What R’s most popular tools say about the state of data science

“Packages” are what make data science work.
“Packages” are what make data science work.
Image: Reuters/Gabrielle Lurie
By
We may earn a commission from links on this page.

The programming language R is one of the most important tools in data science, used by millions of people across the world. Along with spreadsheet programs, like Microsoft Excel and Google Sheets, and other programming languages, such as Python, SQL and Julia, R is what many analysts use to gain insights from the huge amount of data that’s collected these days.

This week, R users from across the world are gathering in Toulouse, France to discuss new developments at the useR! conference, the language’s premier international gathering. It’s the Super Bowl for data nerds, and nearly everything they—okay, we—will be talking about revolves around “packages.”

Almost every user of R relies heavily on packages (also known as libraries). These are plugins for R that make it simpler to complete tasks. The most famous R package is probably ggplot2, perhaps the world’s best freely available charting tool, and one of the main reasons many users are drawn to R in the first place. R is open source and free to use, and so are packages. Packages are typically made by particularly knowledgeable users.

Examining the most popular packages in R is a simple way to get a feel for what is happening in the world of data science. Fortunately, there is a package for that!

The package cranlogs allows R users to see how many times every package was downloaded on a given day. Users can download packages from many locations, and cranlogs focuses on just one of the most popular locations, so it not perfect but broadly representative of overall downloads.

The most downloaded packages are rlang and Rcpp. These are packages made for the development of packages or to make R work more efficiently, so they don’t tell use much about the world outside of R. The packages magrittr (tied for fifth), pillar (eighth) and R6 (10th) are also tools for developers.

The third-most popular download is dplyr, a package used to simplify data manipulation. It allows users to easily summarize data and make new variables out of existing ones. It reflects the fact that data scientists spend most of their time on data cleaning and preparation, not analysis. The tool was created by superstar R programmer Hadley Wickham, who also a developer or co-developer of top-10 packages tibble, ggplot2, glue, and pillar.

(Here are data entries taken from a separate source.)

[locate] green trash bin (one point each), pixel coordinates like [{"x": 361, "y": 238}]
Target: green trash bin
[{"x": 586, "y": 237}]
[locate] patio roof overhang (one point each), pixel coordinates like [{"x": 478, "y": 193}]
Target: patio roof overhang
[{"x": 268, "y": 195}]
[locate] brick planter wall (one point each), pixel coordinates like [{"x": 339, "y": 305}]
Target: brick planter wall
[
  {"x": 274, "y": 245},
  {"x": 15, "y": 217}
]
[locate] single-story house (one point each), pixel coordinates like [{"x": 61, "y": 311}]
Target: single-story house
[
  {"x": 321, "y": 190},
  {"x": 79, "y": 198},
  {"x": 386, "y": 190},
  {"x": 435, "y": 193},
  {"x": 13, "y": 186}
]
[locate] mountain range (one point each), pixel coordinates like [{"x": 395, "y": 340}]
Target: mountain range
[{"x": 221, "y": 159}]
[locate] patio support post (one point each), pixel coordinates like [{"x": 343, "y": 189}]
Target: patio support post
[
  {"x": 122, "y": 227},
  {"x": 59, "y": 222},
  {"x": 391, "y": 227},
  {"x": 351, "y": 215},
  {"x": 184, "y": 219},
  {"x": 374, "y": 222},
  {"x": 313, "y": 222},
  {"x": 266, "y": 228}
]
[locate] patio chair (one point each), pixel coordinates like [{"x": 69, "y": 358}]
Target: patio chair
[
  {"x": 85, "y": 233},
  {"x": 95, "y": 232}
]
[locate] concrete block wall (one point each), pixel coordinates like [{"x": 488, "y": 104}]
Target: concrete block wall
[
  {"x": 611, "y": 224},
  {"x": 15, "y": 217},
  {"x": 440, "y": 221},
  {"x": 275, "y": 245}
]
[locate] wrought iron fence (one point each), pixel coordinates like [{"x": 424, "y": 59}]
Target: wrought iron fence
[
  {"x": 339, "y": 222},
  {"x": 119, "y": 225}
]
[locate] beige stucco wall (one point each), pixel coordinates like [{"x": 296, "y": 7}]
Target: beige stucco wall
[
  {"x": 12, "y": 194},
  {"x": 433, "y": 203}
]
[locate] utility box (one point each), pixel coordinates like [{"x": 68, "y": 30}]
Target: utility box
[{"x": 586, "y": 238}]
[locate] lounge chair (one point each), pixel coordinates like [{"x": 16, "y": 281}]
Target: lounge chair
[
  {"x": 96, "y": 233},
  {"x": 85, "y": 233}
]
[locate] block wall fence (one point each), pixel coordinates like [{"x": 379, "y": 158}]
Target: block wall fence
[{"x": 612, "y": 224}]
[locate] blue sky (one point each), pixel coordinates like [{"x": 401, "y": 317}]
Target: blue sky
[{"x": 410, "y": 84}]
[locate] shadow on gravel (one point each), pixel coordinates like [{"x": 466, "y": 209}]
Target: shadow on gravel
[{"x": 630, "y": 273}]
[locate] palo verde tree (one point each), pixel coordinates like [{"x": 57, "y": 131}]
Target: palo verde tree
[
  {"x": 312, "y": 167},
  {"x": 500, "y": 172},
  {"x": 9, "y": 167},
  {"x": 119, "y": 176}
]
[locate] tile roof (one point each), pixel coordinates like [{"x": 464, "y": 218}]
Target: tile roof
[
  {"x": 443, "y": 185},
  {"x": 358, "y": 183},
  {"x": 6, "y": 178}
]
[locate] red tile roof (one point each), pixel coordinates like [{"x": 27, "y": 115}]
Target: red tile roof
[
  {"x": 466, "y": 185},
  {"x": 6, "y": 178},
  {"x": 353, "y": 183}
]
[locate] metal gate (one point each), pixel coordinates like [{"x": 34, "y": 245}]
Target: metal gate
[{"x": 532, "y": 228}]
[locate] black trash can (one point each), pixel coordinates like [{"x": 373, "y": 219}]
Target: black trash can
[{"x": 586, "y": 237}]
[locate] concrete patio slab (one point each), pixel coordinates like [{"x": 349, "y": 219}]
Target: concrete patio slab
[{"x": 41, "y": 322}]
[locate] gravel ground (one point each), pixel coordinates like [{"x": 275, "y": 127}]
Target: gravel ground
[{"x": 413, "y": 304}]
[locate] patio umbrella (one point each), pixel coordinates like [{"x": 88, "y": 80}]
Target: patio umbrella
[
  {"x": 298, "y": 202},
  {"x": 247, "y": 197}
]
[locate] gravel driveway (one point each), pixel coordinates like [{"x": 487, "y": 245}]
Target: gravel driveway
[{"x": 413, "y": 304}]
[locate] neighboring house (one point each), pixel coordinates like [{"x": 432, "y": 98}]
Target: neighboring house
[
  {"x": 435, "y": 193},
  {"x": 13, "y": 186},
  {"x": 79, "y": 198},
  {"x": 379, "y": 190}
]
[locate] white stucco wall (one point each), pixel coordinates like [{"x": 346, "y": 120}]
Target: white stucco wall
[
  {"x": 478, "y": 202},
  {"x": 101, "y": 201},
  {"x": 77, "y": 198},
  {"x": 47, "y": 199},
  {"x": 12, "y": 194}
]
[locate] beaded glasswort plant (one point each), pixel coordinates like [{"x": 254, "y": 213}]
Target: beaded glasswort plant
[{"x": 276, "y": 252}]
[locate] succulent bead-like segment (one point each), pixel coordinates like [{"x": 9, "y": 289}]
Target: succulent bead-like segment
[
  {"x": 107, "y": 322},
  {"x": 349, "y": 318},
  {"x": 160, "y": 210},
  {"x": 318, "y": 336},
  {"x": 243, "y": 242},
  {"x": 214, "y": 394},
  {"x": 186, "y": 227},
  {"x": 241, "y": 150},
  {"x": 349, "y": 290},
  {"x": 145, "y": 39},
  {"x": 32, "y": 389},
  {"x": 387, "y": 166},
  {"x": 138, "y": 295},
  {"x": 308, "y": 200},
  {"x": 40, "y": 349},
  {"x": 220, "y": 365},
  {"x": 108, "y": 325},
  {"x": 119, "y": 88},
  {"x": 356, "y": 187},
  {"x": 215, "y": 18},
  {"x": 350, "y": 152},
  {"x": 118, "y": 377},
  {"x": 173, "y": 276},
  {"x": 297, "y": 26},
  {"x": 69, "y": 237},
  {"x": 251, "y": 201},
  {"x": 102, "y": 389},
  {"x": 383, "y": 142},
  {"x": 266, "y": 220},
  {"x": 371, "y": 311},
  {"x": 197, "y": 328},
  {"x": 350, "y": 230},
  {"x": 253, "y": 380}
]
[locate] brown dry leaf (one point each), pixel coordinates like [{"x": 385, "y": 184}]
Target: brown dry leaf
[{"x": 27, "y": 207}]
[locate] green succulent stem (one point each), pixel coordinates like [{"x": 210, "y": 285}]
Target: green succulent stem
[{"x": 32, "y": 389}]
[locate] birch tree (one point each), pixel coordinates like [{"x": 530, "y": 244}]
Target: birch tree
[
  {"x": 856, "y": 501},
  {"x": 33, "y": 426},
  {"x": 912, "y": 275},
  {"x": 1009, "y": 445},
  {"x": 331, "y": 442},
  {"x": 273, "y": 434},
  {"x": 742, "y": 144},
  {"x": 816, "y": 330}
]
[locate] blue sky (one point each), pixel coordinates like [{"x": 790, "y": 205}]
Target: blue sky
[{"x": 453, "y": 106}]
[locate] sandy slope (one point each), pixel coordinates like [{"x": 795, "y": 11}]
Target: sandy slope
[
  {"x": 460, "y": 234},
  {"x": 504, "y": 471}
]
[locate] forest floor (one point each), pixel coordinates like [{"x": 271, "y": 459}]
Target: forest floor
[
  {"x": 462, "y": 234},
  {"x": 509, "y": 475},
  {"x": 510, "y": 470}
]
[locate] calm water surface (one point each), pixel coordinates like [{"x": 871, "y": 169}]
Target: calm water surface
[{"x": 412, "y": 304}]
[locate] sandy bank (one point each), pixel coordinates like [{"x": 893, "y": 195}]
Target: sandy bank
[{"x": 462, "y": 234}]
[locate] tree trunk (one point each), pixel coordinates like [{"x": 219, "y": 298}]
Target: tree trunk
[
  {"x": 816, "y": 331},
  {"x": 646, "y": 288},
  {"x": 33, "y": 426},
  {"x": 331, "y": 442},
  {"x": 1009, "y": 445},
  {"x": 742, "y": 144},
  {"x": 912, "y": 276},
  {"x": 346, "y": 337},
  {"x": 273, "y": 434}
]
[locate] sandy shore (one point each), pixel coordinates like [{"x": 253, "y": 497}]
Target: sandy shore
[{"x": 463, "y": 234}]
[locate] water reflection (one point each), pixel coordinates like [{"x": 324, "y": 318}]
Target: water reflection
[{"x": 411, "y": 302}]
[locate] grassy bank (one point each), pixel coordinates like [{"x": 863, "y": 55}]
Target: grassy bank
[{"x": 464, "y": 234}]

Glue, the seventh-most popular package is designed for working with data that is text. Textual analysis and text manipulation is rising in importance, as much of the data produced today, such as on social media, is made up of words rather than numbers.

The ninth-most popular package is data.table, which is all about the need for speed. Data.table can make millions of calculations in seconds, important for running analysis on datasets with billions of rows.

In addition to the most popular packages, looking at the fastest-growing packages over the past year is also informative. Four packages had at least 750,000 more downloads in June 2019 than in June 2018. First among these, with an increase of nearly 900,000 downloads, is aws.s3, a package that allows R users to easily work with data held by Amazon Web Services (AWS). The fourth-fastest growing package, aws.ec2metadata, is a related tool for working with AWS. Clearly, data scientists are moving to the cloud.

The third-fastest growing package is rsconnect, a tool for making interactive applications like dashboards. Making dashboards to organize and visualize data for a wide range of users has become a central part of the data scientist’s toolkit.